13. Februar 2018

Der Freigeist



Wir sind die, die anders sind, anders leben, alles möglich machen und vor nichts Angst haben.

So scheint es....






Wir folgen nicht den Konventionen, richten uns nicht nach dem, was andere Meschen denken, für richtig halten oder gesellschaftlich verlangt wird. Wir bereisen die Welt, wissen heute nicht, wo wir morgen sein werden und was wir essen werden, geschweige denn machen wir uns Sorgen darum, wie es um uns im Alter stehen könnte.
Wir leben die ultimative Freiheit, tun was wir wollen und sind immer glücklich.

So scheint es....


Die Wahrheit ist, dass so ein Leben nicht beginnt, weil man entscheidet "ach Scheiß drauf, ich will machen, was ich möchte", sondern meistens aus einer Not heraus.
Man passt nicht rein, eckt an, kann sich nicht anpassen. Man schafft es nicht, jeden Tag das selbe zu tun, um runde Münzen oder Zahlen auf einem imaginären Konto zu erhalten, mit denen wir uns dann Dinge anhäufen können, die uns nicht glücklicher machen, noch unsere Sorgen lindern.
Wir wiegen unsere Lebenszeit auf mit dem, was wir in einem üblichen Job an Geld dafür bekommen und stellen fest, dass uns eine Stunde Lebenszeit, in der wir uns wohl fühlen, frei sind und tun können, was wir wollen, wichtiger ist, als uns mit Dingen eindecken zu können, nach Hawaii zu fliegen oder schick essen zu gehen.

Wir merken schon früh im Leben, dass wir nicht dazu gehören, und uns nicht zufrieden geben können mit dem, was andere glücklich macht. Wir merken schon früh, dass wir was anders machen müssen, wenn wir nicht kaputt gehen wollen, in Depressionen versinken wollen oder unseren Kopf mit Drogen still bekommen wollen.
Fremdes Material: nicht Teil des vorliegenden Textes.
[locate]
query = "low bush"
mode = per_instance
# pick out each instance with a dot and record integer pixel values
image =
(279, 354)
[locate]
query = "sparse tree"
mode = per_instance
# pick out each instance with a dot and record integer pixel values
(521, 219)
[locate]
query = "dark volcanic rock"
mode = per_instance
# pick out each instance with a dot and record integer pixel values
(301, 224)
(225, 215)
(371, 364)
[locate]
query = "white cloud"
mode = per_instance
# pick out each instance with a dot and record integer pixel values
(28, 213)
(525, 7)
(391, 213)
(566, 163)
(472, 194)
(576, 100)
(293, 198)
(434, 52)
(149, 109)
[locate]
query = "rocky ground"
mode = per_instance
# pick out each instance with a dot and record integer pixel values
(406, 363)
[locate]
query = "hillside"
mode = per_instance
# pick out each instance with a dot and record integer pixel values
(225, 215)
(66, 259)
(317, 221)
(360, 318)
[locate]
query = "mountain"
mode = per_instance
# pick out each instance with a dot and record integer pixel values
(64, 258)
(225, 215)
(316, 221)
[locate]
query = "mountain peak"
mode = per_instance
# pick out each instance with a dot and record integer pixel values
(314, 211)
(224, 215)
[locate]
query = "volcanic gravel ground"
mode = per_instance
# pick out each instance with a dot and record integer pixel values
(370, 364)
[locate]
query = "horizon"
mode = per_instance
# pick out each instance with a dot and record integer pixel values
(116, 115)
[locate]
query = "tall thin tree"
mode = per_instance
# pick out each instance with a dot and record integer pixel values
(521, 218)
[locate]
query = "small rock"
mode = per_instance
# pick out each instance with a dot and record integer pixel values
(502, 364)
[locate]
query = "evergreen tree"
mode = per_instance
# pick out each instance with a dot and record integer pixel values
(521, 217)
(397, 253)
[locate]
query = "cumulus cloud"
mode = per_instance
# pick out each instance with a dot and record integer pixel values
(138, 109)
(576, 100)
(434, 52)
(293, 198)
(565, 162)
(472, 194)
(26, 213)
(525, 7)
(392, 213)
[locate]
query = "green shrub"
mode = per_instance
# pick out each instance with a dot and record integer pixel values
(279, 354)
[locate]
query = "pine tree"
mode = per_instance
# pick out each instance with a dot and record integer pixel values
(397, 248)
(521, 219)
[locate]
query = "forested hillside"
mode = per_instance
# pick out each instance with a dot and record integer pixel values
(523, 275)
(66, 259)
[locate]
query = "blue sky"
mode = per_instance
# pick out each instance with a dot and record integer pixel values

Alles was wir tun, dient nur dem Selbsterhalt. Dem Zweck, uns nicht selbst zu zerstören oder kaputt zu gehen an der Welt und ihren dunklen, bösen und ausbeuterischen Seiten. An den Widersprüchen, der Gier, der Gewissenlosigkeit und der Lügen mit denen wir jeden Tag konfrontiert werden.
Wir hauen ab, um etwas Ruhe zu bekommen, um uns herum und in unseren Köpfen, mit der Hoffnung auf Gleichgesinnte zu treffen, die verstehen, was wir meinen, wenn wir sagen, "ich brauche eine Pause", obwohl wir gar nichts getan haben.-
Und wenn das bedeutet, mit minimalem Luxus und minimaler Versorung auf minimalem Raum durch die Welt zu reisen, tun wir das. Nur um uns nicht zu etwas quälen zu müssen, was für andere selbstverständlich ist oder ihnen sogar Spaß macht.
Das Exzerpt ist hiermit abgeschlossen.